Mon, Sep 24, 2018 | By publisher


Business

The African Capacity Building Foundation, ACBF, the specialized agency of the African Union for capacity development, can help Nigeria create an institution to coordinate the activities of all its agencies involved in fighting illicit financial flows, IFF, to enable them perform better.

Prof. Emmanuel Nnadozie, Foundation’s executive secretary, made the offer recently at the Second Abuja International Conference on combating IFF, saying that such a coordinating body would help in capacity development and information sharing among the country’s anti-corruption agencies. It will also provide regulatory and legislative support, assist with monitoring and evaluation, as well as enhance asset recovery and repatriation, he said.

“ACBF can help in establishing such an institutional mechanism,” he said. “The challenges experienced by these institutions overwhelm their implementation capacities.”

Prof. Nnadozie said Nigeria’s anti-corruption bodies are beset with challenges such as shortages of funds, duplication of responsibilities, inadequate skills, and insufficient equipment.

In spite of these challenges, Nigeria represents the most successful case of asset recovery by a country, having so far recovered $2.3 billion illicitly transferred by the late military head of state Gen. Sani Abacha, he said.

The ACBF can help them to mobilize resources, conduct capacity needs assessment, develop capacity and implement programs to address gaps identified during the assessment exercise, he said.  The Foundation also trains parliamentarians to track, stop and retrieve IFF from Africa, said Prof. Nnadozie.

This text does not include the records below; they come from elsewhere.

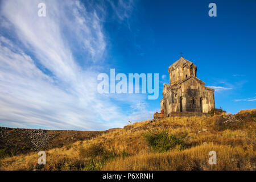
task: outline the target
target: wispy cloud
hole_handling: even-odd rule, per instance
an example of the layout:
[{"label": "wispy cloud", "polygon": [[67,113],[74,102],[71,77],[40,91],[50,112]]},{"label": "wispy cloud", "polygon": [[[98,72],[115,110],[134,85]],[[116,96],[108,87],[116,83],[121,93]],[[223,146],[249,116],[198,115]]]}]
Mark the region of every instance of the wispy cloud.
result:
[{"label": "wispy cloud", "polygon": [[163,75],[162,76],[162,79],[164,80],[166,78],[166,75]]},{"label": "wispy cloud", "polygon": [[[44,2],[46,17],[37,16],[40,1],[1,2],[5,23],[0,35],[0,123],[58,129],[122,127],[132,116],[97,92],[96,63],[104,61],[107,45],[102,9],[89,11],[78,1]],[[77,52],[82,52],[80,59]]]},{"label": "wispy cloud", "polygon": [[240,101],[254,102],[254,101],[256,101],[256,96],[251,97],[251,98],[245,98],[245,99],[236,99],[236,100],[234,100],[234,101],[235,101],[235,102],[240,102]]},{"label": "wispy cloud", "polygon": [[207,86],[207,87],[211,88],[215,90],[216,92],[220,92],[222,90],[231,90],[232,89],[232,88],[229,87],[224,87],[224,86]]}]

Among institutions that could benefit from the proposal are the Economic and Financial Crimes Commission, the Independent Corrupt Practices and other related Offences Commission, the Nigeria Customs Service, the Nigeria Drug Law Enforcement Agency, and the Special Control Unit against Money Laundering, he said.

ACBF, based in Harare, was last year designated as the African Union’s specialized agency for capacity development. Since its inception in 1991, it has committed more than $30 million to developing human and institutional capacity in Nigeria. Its support for the National Institute for Legislative Studies, NILS, Abuja helps lawmakers to perform better; it is developing science, technology, engineering and mathematics skills of the youth at the African University of Science and Technology, AUST, also in Abuja, and improving the expertise of public policy makers at the Lagos-based West African Institute of Financial and Economic Management, WAIFEM.